Adopting this approach overcomes many problems associated with traditional unsolicited bids.  Typically, it is recommended that local governments should not consider unsolicited bids for a variety of reasons.  For instance, the benefits of P3s are that they take advantage of competition among partners.  Unsolicited proposals cannot be compared to proposals from other potential partners.  Another possible concern with unsolicited bids is the potential for the perception of bias and unfair procurement procedures.


The Ottawa Option overcomes these concerns by providing an approach whereby the City of Ottawa can receive unsolicited proposals for a project in a fair and practical manner.  The process is as follows:


Ø    A Private Sector Participant submits an Unsolicited Proposal for a project which is innovative and, which was not initiated or is not planned to be initiated by the City of Ottawa.  The submission must include:

                      i.     Details of the technical, commercial, managerial and financial capability of the participant;

                     ii.     Technical, financial and commercial details of the proposal;

                   iii.     Draft contract principles for undertaking the project.

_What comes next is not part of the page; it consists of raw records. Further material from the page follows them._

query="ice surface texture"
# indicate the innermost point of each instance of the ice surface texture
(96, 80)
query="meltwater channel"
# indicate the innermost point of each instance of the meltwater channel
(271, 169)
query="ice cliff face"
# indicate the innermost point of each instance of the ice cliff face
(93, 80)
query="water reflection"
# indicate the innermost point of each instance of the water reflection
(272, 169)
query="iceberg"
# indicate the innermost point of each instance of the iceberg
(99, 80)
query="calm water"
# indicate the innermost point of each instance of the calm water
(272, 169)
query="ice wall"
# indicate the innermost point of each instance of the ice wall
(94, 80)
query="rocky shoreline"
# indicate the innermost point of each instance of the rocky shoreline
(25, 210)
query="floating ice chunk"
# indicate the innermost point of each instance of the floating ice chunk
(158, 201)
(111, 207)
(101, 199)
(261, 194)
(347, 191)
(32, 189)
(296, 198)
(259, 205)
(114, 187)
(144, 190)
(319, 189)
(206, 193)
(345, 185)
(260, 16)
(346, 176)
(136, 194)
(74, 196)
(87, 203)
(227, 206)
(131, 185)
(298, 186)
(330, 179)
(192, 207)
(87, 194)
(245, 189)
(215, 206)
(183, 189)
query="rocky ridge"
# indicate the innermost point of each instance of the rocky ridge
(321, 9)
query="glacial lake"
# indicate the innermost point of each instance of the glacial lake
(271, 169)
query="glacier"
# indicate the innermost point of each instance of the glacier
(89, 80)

Ø    The Private Sector Participant is advised of the “The Ottawa Option” process that the City follows and is requested to confirm that he/she is prepared to continue to participate in accordance with this process;

Ø    The City of Ottawa would evaluate the Private Sector Participant’s technical, commercial, managerial and financial capability to determine whether the participant’s capabilities are adequate for undertaking the project;

Ø    The City of Ottawa would then weigh the technical, commercial, managerial and financial aspects of the Private Sector Participant’s proposal and the Contract Proposal and determine if the scale and scope of the project is in line with the requirements, the funding ability, or the interests of the City.  Also being determined is whether the sharing of risks as proposed in the Contract Proposal is acceptable to the City  and if the project is in conformity with long term objectives;

Ø    Based on this assessment, the City may decide to reject the proposal, to request amendments to the proposal, or to continue with the process;

Ø    If the City recommends any modification in the technical, scale, scope and risk sharing of the proposal, the Original Private Sector Participant will be allowed to consider the recommendations and re-submit its proposal within a given time period; 

Ø    The City of Ottawa will then invite competing counter proposals giving adequate notice.  The proposal and contract principles of the Original Private Sector Participant will be made available to any interested applicants.  (Proprietary information contained in the original proposal would remain confidential and would not be disclosed);

Ø    The Original Private Sector Participant will be given an opportunity to match any competing counter proposals that may be superior to the Original Proposal.  In the case the Original Private Sector Participant matches or improves on the competing counter proposal, the Project will be awarded to the Original Private Sector Participant;

Ø    In the event the Original Private Sector Participant does not match or improve on the competing counter proposal, the City can award the project to others, and the Contract Proposal prepared by the Original Private Sector Participant becomes the property of the City of Ottawa.


The City of Ottawa will assemble a review committee who will evaluate the proposals.


The Ottawa Option provides a framework for effective and fair competition when addressing unsolicited proposals.  It also complements the City of Ottawa’s organizational culture, which advocates dynamic innovation and proactively encourages suggestions from the private sector.